After years of using the MySQL database for its AdWords PPC advertising engine, Google recently replaced MySQL with a new in-house built database called F1. AdWords serves many thousand of users which all share a 100TB database serving up hundreds of thousands of requests per second, and runs SQL queries that scan tens of trillions of data rows per day. In my spare time the other day, I had the pleasure of sitting down to read Google’s research paper (pdf) on F1. The abstract of the paper states:
F1 is a distributed relational database system built at Google to support the AdWords business. F1 is a hybrid database that combines high availability, the scalability of NoSQL systems like Bigtable, and the consistency and usability of traditional SQL databases. F1 is built on Spanner, which provides synchronous cross-datacenter replication and strong consistency. Synchronous replication implies higher commit latency, but we mitigate that latency by using a hierarchical schema model with structured data types and through smart application design. F1 also includes a fully functional distributed SQL query engine and automatic change tracking and publishing.
F1 could have distinct ramifications for database technology in general and big data in particular. I’m expecting that F1 could trigger new database initiatives in the same manner as did NoSQL databases. Although technical issues remain, as with any new technology, the future seems quite upbeat for what F1 can mean for big data and beyond.
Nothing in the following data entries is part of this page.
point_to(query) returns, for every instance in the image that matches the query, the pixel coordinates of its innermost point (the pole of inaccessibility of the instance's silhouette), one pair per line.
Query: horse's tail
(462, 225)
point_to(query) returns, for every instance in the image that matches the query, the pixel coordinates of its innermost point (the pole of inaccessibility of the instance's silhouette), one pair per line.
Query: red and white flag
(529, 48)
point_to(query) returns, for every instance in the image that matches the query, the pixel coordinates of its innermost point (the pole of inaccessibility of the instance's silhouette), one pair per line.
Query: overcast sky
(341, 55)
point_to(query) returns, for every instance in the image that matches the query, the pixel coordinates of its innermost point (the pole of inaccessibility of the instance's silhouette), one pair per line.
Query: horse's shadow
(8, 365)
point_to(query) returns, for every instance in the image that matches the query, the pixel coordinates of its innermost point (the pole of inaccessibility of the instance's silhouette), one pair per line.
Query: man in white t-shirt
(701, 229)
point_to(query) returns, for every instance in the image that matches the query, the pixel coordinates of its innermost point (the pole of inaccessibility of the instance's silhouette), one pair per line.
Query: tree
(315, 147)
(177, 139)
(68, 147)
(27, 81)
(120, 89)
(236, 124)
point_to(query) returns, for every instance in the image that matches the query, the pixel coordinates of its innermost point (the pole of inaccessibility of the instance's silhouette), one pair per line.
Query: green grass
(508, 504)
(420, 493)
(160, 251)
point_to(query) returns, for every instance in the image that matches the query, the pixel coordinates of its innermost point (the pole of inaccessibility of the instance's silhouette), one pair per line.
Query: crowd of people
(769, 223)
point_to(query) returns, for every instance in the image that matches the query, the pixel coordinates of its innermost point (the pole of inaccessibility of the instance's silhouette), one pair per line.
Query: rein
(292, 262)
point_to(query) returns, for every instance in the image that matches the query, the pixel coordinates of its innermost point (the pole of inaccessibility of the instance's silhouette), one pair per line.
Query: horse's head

Following Google’s invaluable lead with F1 technology we may start to see F1-genre databases arise in the months to come. What if a vendor succeeds with this effort and releases an open source equivalent of F1? What will happen to the NoSQL movement? How will Hadoop technologies be affected? These are questions that will keep getting curiouser and curiouser as time in the big data industry rolls on. I’ll keep a nose to this and let you know as it happens!